Hacker News new | ask | show | jobs
by tomnipotent 1686 days ago
Thanks! I take it this file is where I can get started to learn more:

https://github.com/jitsucom/jitsu/blob/0aaa74b59eb9d8c885c80...

I see that it instantiates an "AsyncLogger" - does the service wait until data is written to the log prior to returning success to the client?

Is the WAL the same source used to feed both database storage destinations and other SaaS destinations?

1 comments

Hi! My name is Sergey, I’m a Jitsu product engineer. I’ll gladly answer your question! AsyncLogger works asynchronously by design. There is a go channel which writes JSON’s to the log file.
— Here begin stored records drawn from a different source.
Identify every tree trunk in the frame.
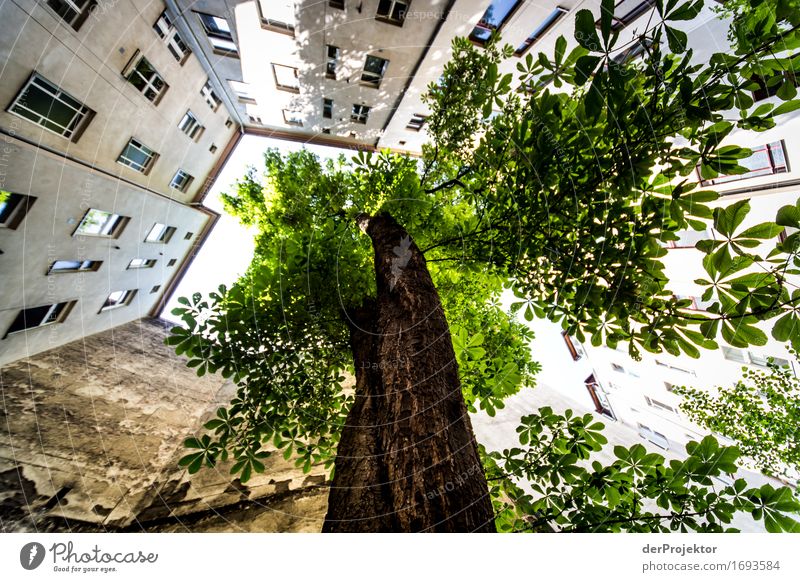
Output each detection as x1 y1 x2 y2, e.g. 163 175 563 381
323 213 495 532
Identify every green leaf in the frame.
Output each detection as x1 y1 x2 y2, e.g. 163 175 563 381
575 10 601 52
665 27 688 53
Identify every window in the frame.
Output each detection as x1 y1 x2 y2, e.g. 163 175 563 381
127 258 156 269
283 109 303 126
8 73 94 141
351 104 370 124
178 111 203 140
100 289 137 312
48 259 101 274
323 98 333 119
470 0 522 44
0 192 36 229
123 54 168 104
326 45 339 79
117 138 158 174
225 118 233 128
722 346 790 368
611 363 625 373
664 382 675 392
272 64 300 92
329 0 344 8
698 141 788 187
145 223 176 243
599 0 656 32
167 258 177 267
376 0 409 25
406 113 427 131
655 360 696 376
197 12 238 56
361 55 388 87
209 143 218 153
169 169 194 192
4 302 75 337
258 0 295 35
515 7 568 56
74 209 128 238
638 423 669 450
561 331 581 361
201 80 221 110
153 10 191 63
184 231 194 240
645 396 680 415
150 285 161 293
229 80 256 103
322 128 331 134
612 38 653 65
46 0 96 31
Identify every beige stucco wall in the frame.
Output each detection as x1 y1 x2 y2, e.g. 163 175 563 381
0 318 328 532
0 0 238 203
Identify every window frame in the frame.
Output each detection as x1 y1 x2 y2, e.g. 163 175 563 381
117 137 158 174
127 258 156 270
257 0 295 36
697 140 789 187
469 0 523 46
178 110 203 140
405 113 427 131
0 192 36 229
3 301 76 338
122 52 168 105
153 10 191 64
514 6 568 56
73 208 129 238
282 109 303 126
47 259 102 274
144 222 176 244
45 0 97 32
99 289 137 313
201 80 222 111
326 45 340 79
196 12 238 57
169 169 194 193
7 73 94 142
596 0 656 32
376 0 409 26
272 63 300 93
351 104 370 124
361 55 389 88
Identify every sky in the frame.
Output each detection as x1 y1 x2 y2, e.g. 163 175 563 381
161 134 355 324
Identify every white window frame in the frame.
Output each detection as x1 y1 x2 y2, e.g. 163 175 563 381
326 45 339 79
145 223 176 243
272 63 300 92
201 80 221 110
361 55 388 87
351 104 370 124
48 259 101 274
117 138 158 174
99 290 137 312
197 12 238 56
73 208 128 238
127 258 156 269
178 111 203 140
169 169 194 192
645 396 680 415
46 0 96 31
282 109 303 126
376 0 409 24
123 54 168 104
8 73 93 141
4 301 75 337
258 0 295 35
154 11 191 64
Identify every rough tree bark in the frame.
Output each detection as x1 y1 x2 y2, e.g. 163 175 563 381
323 213 495 532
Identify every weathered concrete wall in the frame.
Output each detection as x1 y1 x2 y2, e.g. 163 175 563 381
0 317 328 532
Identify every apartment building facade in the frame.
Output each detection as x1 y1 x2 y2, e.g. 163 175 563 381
0 0 241 366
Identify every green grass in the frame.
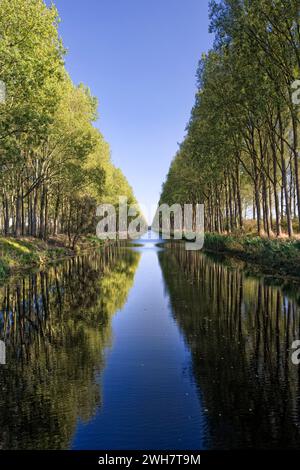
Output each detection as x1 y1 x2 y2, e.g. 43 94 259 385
0 235 111 282
204 233 300 277
0 237 69 281
0 259 9 279
85 235 106 246
46 247 66 260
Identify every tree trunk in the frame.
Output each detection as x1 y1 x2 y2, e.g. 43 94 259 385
271 143 281 236
39 185 46 239
279 113 293 237
15 193 22 237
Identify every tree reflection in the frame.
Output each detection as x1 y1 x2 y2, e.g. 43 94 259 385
0 246 140 449
159 244 300 449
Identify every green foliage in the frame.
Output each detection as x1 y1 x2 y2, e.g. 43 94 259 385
160 0 300 238
204 233 300 276
0 259 9 279
0 0 140 242
0 237 67 279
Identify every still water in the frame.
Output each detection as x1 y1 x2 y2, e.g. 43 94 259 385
0 235 300 449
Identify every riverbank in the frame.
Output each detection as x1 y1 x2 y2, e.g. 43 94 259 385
203 233 300 278
0 235 106 282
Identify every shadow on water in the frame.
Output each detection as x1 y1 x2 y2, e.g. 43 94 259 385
0 246 140 449
158 242 300 449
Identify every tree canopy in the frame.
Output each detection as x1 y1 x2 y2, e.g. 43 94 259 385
0 0 139 242
160 0 300 238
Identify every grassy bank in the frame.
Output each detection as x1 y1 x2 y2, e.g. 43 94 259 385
204 233 300 278
0 235 106 282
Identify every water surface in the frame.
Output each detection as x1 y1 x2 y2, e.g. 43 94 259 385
0 237 300 449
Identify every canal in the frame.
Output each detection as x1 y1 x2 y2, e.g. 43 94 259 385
0 234 300 449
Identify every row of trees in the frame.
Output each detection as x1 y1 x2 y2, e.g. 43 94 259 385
0 0 137 242
160 0 300 237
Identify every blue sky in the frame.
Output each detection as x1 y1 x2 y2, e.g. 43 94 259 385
54 0 213 213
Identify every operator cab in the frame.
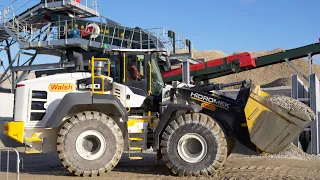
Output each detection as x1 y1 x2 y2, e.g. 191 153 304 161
110 49 166 98
101 49 168 112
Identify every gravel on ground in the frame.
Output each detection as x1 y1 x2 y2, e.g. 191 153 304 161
1 150 320 180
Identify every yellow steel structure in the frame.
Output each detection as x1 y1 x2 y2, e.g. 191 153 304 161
244 86 270 132
3 121 25 143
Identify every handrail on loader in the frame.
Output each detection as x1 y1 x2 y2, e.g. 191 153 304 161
89 56 111 94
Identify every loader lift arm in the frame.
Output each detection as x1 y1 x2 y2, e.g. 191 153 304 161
162 42 320 83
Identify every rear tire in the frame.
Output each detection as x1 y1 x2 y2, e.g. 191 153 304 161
160 113 227 177
57 111 123 177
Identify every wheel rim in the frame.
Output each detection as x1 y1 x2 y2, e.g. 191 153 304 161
76 130 106 161
177 133 207 163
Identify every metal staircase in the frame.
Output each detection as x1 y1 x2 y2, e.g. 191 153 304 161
0 6 34 44
127 116 149 160
24 133 44 154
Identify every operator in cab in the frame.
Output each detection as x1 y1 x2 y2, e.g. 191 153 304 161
127 55 142 81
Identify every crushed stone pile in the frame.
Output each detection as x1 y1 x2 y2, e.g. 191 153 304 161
265 95 315 120
231 140 320 161
265 143 320 161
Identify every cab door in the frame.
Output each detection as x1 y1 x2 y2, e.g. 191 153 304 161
120 52 151 97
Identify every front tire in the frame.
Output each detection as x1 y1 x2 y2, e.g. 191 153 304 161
160 113 227 177
57 111 124 177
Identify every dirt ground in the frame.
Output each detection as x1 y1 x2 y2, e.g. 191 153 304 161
1 152 320 180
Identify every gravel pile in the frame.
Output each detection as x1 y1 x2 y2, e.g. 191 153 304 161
265 143 320 160
230 140 320 161
265 95 315 120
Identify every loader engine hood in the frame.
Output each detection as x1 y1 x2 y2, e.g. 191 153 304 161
17 72 92 87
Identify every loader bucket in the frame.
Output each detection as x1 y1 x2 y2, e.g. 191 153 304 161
244 86 314 153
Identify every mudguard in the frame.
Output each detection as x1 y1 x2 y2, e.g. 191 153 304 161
45 92 128 128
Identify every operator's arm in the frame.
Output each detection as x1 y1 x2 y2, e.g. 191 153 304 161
128 67 136 80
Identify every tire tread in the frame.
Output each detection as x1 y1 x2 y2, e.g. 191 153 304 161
57 111 124 177
161 113 228 177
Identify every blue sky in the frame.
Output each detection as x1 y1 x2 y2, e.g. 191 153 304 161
1 0 320 70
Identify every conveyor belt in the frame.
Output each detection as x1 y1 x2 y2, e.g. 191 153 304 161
162 42 320 83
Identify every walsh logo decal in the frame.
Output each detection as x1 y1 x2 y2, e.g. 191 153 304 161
49 83 74 92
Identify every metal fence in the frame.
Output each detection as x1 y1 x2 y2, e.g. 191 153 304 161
0 148 20 180
292 74 320 154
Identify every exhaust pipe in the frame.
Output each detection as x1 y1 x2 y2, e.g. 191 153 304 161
67 51 84 71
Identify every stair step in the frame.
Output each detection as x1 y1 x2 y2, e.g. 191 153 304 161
26 133 43 143
129 147 142 151
128 129 143 133
129 137 144 141
129 156 143 160
26 137 43 142
24 150 42 154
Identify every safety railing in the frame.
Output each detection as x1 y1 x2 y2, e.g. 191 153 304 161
0 5 32 43
8 18 189 52
44 0 98 12
144 28 190 53
0 147 20 180
0 3 190 54
0 0 99 43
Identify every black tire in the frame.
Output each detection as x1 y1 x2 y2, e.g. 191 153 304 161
57 111 124 177
160 113 228 177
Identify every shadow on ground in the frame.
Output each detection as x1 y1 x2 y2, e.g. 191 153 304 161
0 152 172 177
0 140 262 177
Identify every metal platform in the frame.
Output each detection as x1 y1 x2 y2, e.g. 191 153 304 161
16 0 99 22
43 0 99 18
0 1 100 46
0 6 190 53
0 1 193 91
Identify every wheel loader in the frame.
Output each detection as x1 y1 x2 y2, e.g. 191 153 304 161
2 49 314 177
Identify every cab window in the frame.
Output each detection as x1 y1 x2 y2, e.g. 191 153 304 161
127 55 145 81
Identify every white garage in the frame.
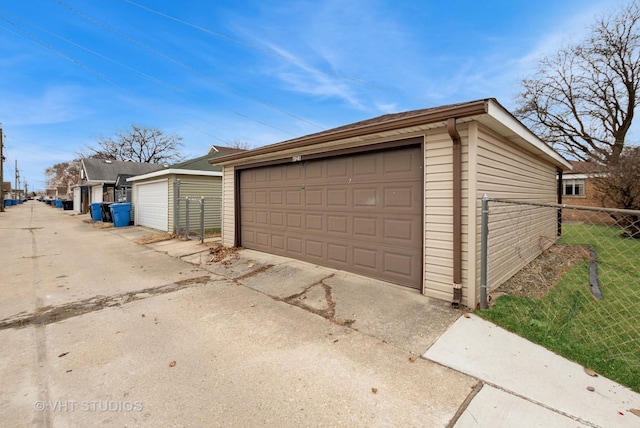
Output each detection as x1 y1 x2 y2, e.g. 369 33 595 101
134 179 168 231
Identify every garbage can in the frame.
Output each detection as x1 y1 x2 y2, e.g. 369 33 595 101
110 203 131 228
90 202 102 221
62 200 74 210
100 202 113 223
55 199 63 208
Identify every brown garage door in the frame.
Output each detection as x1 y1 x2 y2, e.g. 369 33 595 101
239 145 423 288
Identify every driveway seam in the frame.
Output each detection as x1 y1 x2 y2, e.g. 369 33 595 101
0 275 214 330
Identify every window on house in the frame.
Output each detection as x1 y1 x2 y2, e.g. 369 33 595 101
563 179 585 196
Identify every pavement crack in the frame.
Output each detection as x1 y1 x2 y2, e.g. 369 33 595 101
0 275 211 330
233 264 274 281
273 274 355 327
446 381 483 428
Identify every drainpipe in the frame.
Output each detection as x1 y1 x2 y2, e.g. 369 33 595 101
557 168 563 237
447 118 463 307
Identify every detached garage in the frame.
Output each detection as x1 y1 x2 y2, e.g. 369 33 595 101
128 147 243 233
214 99 571 308
134 179 169 231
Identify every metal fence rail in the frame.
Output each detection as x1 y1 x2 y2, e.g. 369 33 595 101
480 197 640 390
173 180 222 243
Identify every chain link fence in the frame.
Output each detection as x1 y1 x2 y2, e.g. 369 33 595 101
174 180 222 242
479 198 640 392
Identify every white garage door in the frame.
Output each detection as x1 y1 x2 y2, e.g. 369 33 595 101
135 180 168 231
91 185 103 203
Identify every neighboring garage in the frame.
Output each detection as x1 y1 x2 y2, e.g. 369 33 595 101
214 99 572 308
128 147 244 233
134 179 169 231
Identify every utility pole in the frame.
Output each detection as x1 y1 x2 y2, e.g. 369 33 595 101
0 124 4 213
15 160 19 200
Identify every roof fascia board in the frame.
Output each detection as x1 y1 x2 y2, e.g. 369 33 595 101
214 100 490 165
127 169 222 182
485 100 572 170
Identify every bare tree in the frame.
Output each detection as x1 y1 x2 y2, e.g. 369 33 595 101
228 138 251 150
45 160 81 189
83 124 185 164
592 146 640 210
592 146 640 237
515 1 640 165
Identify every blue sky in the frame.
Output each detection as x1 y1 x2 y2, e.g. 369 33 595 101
0 0 613 191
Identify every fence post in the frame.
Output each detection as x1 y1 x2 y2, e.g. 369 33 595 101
185 197 190 240
174 179 180 235
200 196 205 244
480 194 490 310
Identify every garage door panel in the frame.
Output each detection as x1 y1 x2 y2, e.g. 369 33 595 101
287 237 303 254
327 189 348 207
135 181 168 232
271 211 284 226
240 145 422 288
305 214 323 231
305 240 324 259
272 234 284 250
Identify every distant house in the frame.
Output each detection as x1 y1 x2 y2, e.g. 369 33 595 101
77 158 166 214
2 182 11 200
561 161 612 223
127 146 244 232
56 186 70 200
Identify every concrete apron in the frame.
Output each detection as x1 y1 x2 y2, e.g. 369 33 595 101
133 234 640 427
1 206 476 427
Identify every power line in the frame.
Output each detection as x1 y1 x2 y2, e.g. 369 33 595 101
53 0 324 130
0 10 303 141
0 10 189 95
234 112 297 137
0 15 232 146
123 0 432 104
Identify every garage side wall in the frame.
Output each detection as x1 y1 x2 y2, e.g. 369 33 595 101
222 166 235 247
475 124 558 297
169 175 222 234
423 126 471 305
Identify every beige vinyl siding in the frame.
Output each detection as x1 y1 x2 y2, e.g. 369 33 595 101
423 125 470 304
222 166 235 247
475 124 558 294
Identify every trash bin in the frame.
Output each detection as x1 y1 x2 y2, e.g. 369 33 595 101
55 199 63 208
90 202 102 221
100 202 113 222
62 200 74 210
110 203 131 227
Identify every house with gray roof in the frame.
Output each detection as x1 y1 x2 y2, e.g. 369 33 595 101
76 158 166 214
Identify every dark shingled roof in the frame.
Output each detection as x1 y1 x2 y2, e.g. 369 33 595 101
81 158 166 182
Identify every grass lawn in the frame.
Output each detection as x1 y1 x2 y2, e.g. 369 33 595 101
479 223 640 393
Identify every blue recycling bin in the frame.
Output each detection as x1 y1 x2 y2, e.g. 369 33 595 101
110 203 131 227
55 199 63 208
90 202 102 221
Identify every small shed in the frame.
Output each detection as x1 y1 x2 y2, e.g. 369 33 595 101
213 98 571 307
128 147 244 232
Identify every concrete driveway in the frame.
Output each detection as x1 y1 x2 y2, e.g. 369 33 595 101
0 201 475 427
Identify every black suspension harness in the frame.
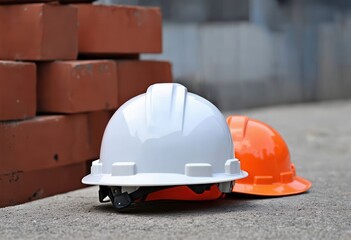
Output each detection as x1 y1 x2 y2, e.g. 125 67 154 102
99 184 215 211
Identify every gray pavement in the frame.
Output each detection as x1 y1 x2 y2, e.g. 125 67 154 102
1 100 351 240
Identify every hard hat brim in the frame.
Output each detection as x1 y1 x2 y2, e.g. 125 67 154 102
82 171 248 187
232 176 311 196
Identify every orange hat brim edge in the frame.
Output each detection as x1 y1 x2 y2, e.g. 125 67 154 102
232 176 312 196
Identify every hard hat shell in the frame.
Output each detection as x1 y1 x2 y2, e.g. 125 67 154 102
82 84 247 188
227 115 311 196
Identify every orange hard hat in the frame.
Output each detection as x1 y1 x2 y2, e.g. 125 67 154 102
227 115 311 196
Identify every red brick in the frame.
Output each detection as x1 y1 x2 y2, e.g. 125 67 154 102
0 4 77 60
0 114 92 174
87 110 113 159
0 162 88 208
76 4 162 55
0 0 94 3
0 61 36 121
60 0 95 2
37 60 118 113
116 60 173 105
0 0 52 3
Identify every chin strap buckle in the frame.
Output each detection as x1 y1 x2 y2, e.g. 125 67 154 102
113 192 133 209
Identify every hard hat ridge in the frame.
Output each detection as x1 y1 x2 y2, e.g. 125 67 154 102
146 83 187 135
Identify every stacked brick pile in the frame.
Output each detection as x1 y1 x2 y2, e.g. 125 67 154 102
0 1 172 207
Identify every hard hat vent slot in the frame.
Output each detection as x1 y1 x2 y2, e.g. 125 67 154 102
185 163 212 177
254 176 274 185
111 162 136 176
225 159 241 174
91 160 102 174
280 171 293 183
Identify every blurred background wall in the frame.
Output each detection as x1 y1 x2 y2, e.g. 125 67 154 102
99 0 351 110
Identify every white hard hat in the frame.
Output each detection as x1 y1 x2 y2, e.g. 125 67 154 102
82 83 247 210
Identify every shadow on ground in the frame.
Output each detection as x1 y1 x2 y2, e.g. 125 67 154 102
90 197 258 215
226 191 312 200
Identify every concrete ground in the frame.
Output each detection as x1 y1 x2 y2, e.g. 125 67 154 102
1 100 351 240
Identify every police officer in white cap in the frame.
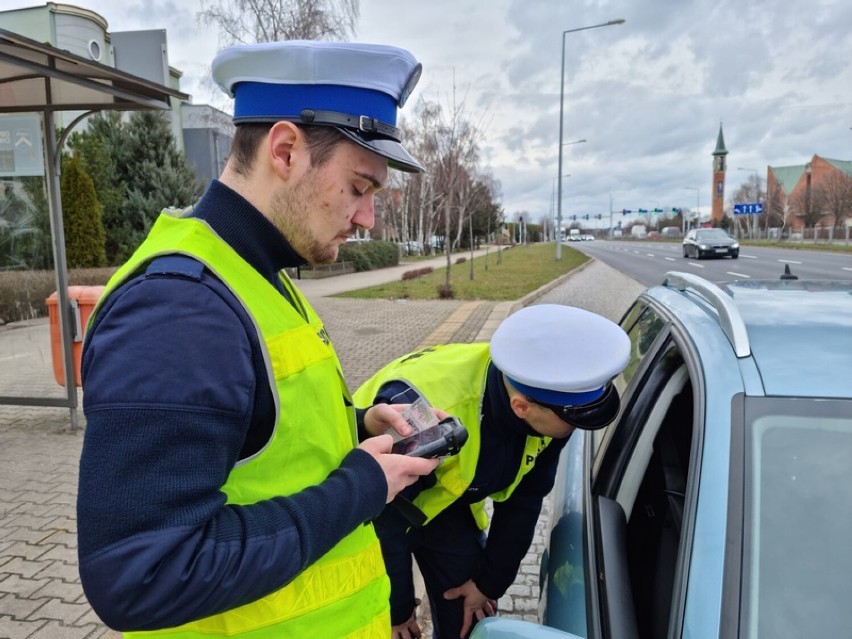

Answering your question: the service doesn’t wait until data is written to the log prior to returning success to the client. WAL log is designed for keeping events JSON’s between Jitsu instance restarts to prevent data loss. When you deploy your Jitsu application, it will handle service restart signals (e.g. sigterm) and closes database connections as well as other resources. All incoming events are stored in WAL log in this time. So, after the Jitsu starts, all events from WAL log will be passed to the main events JSON pipeline and stored to the destinations.
Is the WAL only used during restart, or also during normal operations? Trying to create a mental model of how data flows through the system and into destinations.
During normal operations as well. Jitsu supports destinations in two modes: stream and batch. In case of using batch mode: all JSON events will be stored into WAL asynchronously (client doesn't have to wait) and then batch destination processes WAL files in background and stores data in batches. In case of using stream mode: all JSON events will be stored into queue (which is persistent) and will be processed one by one and stored with insert statements into the data warehouse.